Where were you guys recording before you had any support?

In my bedroom. There are songs on the album that we recorded in my bedroom like You Know You Like It, which was recorded up against a beach towel in my bedroom. Your Drums, Your Love was recorded there. Bad Idea. We still have the same set up. The only thing that’s different is we have a room that’s soundproof. It’s still a computer, a keyboard and a microphone, really.

What do you have to have when you go to record a song?

Not much. I prefer a computer. The computer has to have a mouse these days. I use a Macintosh computer, and I can’t get along with the new trackpad. Aluna would prefer some daylight, but that doesn’t come standard with most recording studios in London.

What’s your favorite track from the album?

Uh… I like them all, man. But there’s one called Superstar, which is about my dad. So, I like that one a lot.
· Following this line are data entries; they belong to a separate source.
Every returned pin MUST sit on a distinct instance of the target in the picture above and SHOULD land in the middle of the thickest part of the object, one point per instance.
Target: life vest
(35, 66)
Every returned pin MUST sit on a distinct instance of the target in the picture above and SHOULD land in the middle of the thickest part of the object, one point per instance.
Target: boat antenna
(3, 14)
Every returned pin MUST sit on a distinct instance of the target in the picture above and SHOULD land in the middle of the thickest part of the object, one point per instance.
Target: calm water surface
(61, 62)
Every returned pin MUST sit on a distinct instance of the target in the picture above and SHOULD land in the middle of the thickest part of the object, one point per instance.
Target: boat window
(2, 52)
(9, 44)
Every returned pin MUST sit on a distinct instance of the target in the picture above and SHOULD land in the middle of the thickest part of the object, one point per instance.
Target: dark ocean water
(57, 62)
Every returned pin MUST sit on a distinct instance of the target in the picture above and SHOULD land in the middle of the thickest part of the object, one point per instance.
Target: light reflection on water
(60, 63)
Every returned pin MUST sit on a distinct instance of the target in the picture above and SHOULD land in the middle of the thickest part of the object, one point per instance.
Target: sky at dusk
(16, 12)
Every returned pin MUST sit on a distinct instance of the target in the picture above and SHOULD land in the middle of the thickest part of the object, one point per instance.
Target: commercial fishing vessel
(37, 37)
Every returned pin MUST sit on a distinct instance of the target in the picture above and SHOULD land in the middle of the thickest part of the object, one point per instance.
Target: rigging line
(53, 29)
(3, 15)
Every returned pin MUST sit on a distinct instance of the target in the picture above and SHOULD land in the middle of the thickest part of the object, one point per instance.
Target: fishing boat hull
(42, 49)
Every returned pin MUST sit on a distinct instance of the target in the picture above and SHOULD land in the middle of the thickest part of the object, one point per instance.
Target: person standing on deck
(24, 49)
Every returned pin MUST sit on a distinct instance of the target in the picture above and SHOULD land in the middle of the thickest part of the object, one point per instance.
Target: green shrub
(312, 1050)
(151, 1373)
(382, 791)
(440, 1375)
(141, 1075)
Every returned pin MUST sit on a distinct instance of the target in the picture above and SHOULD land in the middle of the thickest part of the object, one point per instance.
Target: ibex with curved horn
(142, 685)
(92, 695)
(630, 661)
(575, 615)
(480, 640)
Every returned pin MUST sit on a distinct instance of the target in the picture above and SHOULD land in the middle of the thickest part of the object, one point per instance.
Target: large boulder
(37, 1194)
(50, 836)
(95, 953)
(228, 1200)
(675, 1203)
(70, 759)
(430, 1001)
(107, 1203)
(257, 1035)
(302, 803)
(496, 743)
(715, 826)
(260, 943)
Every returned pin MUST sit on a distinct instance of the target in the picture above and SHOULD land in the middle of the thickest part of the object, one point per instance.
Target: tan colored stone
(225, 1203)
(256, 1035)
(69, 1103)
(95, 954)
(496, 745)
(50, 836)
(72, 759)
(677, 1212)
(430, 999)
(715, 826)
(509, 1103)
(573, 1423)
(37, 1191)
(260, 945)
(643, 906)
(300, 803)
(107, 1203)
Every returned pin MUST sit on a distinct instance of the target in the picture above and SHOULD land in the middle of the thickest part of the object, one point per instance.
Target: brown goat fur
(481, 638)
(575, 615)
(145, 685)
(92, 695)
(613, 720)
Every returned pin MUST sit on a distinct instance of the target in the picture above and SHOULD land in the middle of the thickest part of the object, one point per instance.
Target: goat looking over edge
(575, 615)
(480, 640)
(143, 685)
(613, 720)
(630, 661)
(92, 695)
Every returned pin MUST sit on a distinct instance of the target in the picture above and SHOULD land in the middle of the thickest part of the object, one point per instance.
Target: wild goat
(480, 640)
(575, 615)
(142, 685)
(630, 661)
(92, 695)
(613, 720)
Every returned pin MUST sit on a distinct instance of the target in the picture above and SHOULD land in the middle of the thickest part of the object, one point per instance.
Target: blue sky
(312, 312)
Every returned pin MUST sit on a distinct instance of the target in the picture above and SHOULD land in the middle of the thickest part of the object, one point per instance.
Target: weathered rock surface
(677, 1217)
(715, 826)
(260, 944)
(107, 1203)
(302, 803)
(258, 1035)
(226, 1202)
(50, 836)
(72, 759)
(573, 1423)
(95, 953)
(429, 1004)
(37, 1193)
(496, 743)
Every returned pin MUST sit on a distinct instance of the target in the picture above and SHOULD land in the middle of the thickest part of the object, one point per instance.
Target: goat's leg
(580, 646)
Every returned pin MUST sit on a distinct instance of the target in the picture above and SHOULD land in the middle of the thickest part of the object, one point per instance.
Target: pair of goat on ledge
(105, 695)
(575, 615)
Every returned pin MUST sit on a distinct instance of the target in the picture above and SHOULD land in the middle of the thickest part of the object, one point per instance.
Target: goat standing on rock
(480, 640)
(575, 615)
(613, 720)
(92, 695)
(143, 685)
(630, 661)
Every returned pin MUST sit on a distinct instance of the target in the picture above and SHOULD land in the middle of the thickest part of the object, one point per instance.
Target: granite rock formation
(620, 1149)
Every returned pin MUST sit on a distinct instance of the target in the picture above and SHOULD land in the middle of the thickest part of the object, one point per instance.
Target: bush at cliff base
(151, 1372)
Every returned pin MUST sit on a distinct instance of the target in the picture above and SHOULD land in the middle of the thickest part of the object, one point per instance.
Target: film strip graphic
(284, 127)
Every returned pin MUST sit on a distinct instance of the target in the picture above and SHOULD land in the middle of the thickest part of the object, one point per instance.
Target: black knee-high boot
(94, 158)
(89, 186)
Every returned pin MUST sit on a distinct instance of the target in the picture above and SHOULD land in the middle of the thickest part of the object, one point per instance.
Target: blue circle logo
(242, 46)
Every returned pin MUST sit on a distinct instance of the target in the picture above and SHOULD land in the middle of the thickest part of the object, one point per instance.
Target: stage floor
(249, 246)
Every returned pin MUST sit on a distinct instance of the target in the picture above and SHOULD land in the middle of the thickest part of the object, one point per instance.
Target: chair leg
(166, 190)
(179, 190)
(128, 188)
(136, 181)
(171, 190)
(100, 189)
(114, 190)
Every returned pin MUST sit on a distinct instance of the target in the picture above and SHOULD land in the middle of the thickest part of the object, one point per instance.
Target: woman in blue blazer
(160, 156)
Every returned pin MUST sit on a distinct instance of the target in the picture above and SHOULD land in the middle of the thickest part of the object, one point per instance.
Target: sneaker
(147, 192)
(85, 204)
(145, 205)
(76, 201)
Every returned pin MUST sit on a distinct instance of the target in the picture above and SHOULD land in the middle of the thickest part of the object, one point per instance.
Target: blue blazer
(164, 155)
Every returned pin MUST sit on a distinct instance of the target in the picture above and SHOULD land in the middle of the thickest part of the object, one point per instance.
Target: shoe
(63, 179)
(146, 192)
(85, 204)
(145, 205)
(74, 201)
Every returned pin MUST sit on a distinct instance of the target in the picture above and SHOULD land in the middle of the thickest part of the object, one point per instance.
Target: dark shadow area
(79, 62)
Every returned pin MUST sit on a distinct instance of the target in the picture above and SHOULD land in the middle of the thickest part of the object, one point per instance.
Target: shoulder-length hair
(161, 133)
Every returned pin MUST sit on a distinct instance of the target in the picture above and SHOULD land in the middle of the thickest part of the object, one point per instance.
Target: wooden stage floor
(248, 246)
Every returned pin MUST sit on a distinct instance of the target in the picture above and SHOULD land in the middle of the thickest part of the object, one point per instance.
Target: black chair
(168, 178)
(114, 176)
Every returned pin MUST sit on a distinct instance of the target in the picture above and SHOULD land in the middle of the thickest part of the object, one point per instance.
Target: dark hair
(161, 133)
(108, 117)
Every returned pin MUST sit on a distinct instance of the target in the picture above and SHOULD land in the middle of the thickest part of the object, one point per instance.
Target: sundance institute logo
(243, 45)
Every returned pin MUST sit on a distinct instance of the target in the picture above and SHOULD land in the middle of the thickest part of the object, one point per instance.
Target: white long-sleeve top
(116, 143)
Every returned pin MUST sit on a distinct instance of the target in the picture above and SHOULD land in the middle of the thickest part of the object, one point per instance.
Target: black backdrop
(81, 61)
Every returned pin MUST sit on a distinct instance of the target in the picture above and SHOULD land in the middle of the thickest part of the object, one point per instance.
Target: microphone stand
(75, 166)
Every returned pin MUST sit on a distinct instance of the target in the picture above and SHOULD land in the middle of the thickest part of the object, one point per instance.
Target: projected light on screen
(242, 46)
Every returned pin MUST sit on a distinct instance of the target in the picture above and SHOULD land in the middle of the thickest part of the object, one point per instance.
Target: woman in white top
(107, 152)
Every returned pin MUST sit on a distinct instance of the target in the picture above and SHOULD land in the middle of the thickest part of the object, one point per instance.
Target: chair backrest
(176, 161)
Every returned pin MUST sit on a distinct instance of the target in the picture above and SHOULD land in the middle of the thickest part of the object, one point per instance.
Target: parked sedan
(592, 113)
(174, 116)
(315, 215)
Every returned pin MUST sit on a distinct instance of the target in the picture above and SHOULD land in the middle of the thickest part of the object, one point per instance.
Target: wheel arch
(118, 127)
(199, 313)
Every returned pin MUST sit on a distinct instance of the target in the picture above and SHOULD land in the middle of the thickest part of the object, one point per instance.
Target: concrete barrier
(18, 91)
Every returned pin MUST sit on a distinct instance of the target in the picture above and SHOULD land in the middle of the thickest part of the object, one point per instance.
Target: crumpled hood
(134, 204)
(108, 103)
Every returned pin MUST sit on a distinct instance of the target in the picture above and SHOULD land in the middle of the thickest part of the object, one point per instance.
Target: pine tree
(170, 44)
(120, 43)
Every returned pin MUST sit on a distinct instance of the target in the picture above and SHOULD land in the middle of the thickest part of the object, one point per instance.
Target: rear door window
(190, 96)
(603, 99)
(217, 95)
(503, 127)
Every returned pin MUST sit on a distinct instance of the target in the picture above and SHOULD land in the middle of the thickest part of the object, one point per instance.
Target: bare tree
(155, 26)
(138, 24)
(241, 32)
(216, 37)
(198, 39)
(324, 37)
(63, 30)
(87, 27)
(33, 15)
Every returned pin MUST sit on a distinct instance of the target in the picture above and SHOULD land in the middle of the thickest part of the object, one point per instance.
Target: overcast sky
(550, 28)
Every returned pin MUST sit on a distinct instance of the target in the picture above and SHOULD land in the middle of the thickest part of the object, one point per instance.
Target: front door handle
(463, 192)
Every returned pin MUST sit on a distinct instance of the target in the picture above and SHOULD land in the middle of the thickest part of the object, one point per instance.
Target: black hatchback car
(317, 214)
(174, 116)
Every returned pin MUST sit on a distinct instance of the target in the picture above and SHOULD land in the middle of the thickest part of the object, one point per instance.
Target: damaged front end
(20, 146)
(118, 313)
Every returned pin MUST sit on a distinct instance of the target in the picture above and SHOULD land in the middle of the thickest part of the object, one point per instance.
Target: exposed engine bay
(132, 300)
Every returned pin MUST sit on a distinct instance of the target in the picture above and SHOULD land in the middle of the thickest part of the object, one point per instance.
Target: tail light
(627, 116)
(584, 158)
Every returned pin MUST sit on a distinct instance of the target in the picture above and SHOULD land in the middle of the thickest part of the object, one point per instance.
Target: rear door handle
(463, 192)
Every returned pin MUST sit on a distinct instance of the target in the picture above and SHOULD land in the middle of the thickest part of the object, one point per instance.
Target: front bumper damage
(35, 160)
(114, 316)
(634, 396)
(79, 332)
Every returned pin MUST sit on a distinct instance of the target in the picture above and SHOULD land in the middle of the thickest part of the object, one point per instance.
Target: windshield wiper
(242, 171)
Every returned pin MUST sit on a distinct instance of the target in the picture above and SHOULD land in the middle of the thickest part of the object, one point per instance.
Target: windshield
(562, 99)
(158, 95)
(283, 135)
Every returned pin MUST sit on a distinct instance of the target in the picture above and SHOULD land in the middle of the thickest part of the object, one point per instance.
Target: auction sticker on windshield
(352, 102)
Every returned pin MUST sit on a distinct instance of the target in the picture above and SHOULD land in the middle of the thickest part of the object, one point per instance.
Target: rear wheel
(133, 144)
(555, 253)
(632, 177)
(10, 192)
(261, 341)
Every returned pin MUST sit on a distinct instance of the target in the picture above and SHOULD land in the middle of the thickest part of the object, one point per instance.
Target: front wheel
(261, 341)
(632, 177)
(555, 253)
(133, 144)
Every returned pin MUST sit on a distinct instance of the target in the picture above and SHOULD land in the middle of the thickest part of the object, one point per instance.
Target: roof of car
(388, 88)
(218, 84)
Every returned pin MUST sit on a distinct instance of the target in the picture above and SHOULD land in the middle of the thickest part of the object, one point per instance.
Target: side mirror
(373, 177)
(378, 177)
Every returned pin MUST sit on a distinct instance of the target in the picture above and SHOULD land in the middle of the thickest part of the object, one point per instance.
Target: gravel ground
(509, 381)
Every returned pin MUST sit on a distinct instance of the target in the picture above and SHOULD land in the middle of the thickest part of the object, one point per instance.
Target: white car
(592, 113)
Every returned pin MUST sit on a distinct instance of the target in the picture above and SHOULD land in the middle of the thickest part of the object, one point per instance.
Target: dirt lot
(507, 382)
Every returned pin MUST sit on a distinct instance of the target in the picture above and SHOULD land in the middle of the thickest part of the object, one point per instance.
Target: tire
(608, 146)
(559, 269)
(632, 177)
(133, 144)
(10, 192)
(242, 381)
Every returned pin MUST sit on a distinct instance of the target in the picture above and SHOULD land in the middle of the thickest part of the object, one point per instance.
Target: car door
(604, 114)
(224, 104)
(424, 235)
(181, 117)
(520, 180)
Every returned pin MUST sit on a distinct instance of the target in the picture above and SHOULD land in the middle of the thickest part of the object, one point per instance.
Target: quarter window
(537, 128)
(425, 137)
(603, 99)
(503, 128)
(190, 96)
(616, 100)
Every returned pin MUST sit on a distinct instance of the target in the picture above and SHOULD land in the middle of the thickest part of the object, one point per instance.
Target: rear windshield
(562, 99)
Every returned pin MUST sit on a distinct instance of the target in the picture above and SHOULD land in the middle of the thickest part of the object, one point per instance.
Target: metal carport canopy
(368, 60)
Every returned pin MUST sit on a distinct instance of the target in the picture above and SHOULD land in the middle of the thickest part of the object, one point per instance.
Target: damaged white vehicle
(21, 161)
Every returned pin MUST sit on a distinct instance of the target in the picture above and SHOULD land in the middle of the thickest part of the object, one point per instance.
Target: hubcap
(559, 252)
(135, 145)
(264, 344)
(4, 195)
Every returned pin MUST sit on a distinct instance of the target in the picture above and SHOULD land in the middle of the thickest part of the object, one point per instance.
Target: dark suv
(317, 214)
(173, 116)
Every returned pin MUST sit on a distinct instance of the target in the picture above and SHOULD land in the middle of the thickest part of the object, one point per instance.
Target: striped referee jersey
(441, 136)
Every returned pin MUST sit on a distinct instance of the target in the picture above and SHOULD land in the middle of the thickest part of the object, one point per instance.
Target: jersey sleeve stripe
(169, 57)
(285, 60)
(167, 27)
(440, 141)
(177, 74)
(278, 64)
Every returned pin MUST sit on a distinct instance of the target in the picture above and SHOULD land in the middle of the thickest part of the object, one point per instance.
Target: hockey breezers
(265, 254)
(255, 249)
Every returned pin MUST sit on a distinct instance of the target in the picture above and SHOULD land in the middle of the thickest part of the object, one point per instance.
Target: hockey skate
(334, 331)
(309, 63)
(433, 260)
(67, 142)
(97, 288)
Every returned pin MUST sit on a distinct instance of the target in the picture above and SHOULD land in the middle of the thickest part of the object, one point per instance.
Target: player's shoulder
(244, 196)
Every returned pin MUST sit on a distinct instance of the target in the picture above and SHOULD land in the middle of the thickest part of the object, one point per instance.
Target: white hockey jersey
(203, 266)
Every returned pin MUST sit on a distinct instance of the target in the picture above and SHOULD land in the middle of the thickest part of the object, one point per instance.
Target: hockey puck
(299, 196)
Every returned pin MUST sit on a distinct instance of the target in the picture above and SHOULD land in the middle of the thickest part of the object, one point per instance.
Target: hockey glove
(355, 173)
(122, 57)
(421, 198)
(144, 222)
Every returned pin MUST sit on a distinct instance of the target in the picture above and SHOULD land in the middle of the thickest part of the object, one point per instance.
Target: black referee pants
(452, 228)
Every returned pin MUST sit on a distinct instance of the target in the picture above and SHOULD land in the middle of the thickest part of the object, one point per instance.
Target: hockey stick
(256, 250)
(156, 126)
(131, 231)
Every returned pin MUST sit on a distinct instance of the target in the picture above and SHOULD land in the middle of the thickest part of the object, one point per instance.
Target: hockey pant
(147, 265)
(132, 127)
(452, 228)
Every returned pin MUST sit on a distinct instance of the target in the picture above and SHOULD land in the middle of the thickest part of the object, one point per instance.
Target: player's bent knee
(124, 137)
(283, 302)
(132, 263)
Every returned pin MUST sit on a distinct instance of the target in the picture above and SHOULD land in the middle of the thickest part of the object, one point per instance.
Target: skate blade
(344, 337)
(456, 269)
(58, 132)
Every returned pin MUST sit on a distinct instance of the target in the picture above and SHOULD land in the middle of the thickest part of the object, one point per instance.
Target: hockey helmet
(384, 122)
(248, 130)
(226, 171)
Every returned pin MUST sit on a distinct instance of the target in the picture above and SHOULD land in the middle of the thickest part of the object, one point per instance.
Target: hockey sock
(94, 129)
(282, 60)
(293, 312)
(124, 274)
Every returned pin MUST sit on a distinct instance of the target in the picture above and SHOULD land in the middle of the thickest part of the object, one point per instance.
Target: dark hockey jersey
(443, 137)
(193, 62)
It’s nice to have that there.

Is there anything going on in music that you just don’t like?

Something I miss is the mystique – not knowing everything about everyone via social media and such. When I was younger, someone like Thom Yorke from Radiohead – you’d have to really read into the interview and build up these visions of the people because you’d really only see them in the interviews or performing. You weren’t saturated with information about them. I miss that.

Body Music is released in Australia on July 26 on Island UK/UMA.